Sembulan to Senaru: a car will pick you up from Senaru village and take you to the start of the trail at Sembulan. You will then begin a very gradual ascent through the dry, sunny savannah, stopping for lunch at Pos.2, after 3 hours. Afterwards, it’s more of the same until Pos.3 followed by a short break before you start a much steeper climb. The remaining section to the crater edge is also quite sandy. Our guide informed us that this is the point at which many tourists begin to cry!

You may prefer this slow steadily inclined walking to the steeper stepped walking of Day 1 on the Senaru to Sembulan route. Personally, I find this type of terrain much more challenging, and with good reason. I hated this day and it aggravated my hip-joint to the point that I couldn’t lift my left leg more than an inch off the ground by the end of the day. Because of this, our guide advised me against attempting the summit in the morning.

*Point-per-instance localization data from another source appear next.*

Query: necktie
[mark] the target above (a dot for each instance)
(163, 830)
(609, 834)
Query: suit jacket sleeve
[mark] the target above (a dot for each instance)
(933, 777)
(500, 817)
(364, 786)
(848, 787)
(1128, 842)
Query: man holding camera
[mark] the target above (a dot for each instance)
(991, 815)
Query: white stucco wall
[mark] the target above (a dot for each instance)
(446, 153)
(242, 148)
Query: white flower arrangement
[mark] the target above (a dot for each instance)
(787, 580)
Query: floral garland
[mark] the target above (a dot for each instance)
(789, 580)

The main advantage of this route comes in Day 2, where you will climb the summit after only one day of hiking. Many people might find this to be a more reasonable demand to make of their body. The flip side it that you then have a long day ahead of you to reach the other side of the crater. Everyone in our group was shattered after the summit, but they all still managed the remaining 6-7 hours to the campsite without too much trouble. The hot springs certainly offer a well deserved respite for sore muscles.

Day 3 is very pleasant and relatively quick as you make your way back to civilisation through the shaded forest. This is obviously a much shorter final day than the one on the Senaru to Sembulan route so that’s the final factor you might want to consider.

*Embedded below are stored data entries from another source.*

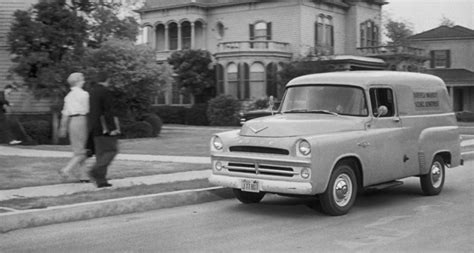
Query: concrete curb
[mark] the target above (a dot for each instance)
(31, 218)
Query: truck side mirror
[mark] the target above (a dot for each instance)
(382, 111)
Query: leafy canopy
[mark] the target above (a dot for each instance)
(192, 69)
(48, 41)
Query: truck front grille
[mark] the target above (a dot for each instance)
(262, 169)
(256, 149)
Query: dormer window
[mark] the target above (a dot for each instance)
(261, 31)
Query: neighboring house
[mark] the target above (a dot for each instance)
(22, 100)
(250, 39)
(451, 51)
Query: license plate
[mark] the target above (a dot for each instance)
(250, 185)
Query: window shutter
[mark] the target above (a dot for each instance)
(269, 31)
(315, 34)
(432, 59)
(246, 80)
(331, 34)
(448, 59)
(252, 31)
(239, 80)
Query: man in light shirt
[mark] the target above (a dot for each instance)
(74, 122)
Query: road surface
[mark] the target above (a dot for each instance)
(394, 220)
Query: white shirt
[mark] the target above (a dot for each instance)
(76, 102)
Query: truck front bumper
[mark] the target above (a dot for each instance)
(265, 185)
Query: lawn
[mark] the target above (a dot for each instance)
(177, 141)
(16, 172)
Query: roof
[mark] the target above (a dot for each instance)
(366, 78)
(450, 75)
(445, 32)
(151, 5)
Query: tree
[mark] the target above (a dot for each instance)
(192, 70)
(397, 32)
(447, 22)
(48, 41)
(135, 75)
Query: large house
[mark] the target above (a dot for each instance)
(21, 100)
(251, 38)
(451, 51)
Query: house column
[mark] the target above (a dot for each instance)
(451, 96)
(193, 36)
(167, 47)
(179, 36)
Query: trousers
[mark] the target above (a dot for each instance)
(78, 137)
(106, 148)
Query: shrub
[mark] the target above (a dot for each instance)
(39, 130)
(155, 123)
(137, 129)
(171, 114)
(223, 111)
(260, 104)
(196, 115)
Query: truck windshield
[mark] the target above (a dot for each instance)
(328, 99)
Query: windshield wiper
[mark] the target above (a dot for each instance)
(324, 111)
(311, 111)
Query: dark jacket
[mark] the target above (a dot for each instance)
(101, 102)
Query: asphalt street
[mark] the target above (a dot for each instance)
(393, 220)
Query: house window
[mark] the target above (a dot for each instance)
(220, 30)
(382, 97)
(233, 80)
(257, 81)
(440, 59)
(369, 34)
(173, 36)
(261, 31)
(324, 34)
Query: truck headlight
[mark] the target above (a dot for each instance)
(304, 147)
(217, 143)
(218, 166)
(305, 173)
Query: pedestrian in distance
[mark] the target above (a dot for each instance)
(11, 129)
(74, 123)
(105, 129)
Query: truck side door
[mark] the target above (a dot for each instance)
(384, 134)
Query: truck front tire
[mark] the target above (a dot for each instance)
(248, 197)
(432, 183)
(341, 192)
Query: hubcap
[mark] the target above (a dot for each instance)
(436, 174)
(342, 190)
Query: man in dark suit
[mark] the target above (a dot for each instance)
(104, 129)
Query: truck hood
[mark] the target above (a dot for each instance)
(300, 124)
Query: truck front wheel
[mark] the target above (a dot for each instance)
(432, 183)
(248, 197)
(341, 192)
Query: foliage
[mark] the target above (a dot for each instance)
(397, 32)
(134, 73)
(299, 68)
(196, 115)
(192, 69)
(49, 40)
(39, 130)
(447, 22)
(223, 111)
(137, 129)
(155, 122)
(171, 114)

Whichever direction you choose, it will be a tough but extremely rewarding experience.

Bonus Waterfalls

If you get dropped off in Senaru village the day before your trek, do not forget to visit the nearby waterfalls. This was my favourite day on the mountain and a great warm up for muscles and joints. Pay 10k entrance fee to the area. If you’re on a budget you don’t need a guide to reach Sendang Gile Waterfall. There’s a clear path and super cute kids to help you cross the rivers, or to sell you a guided tour through a “shortcut” tunnel for just 20k.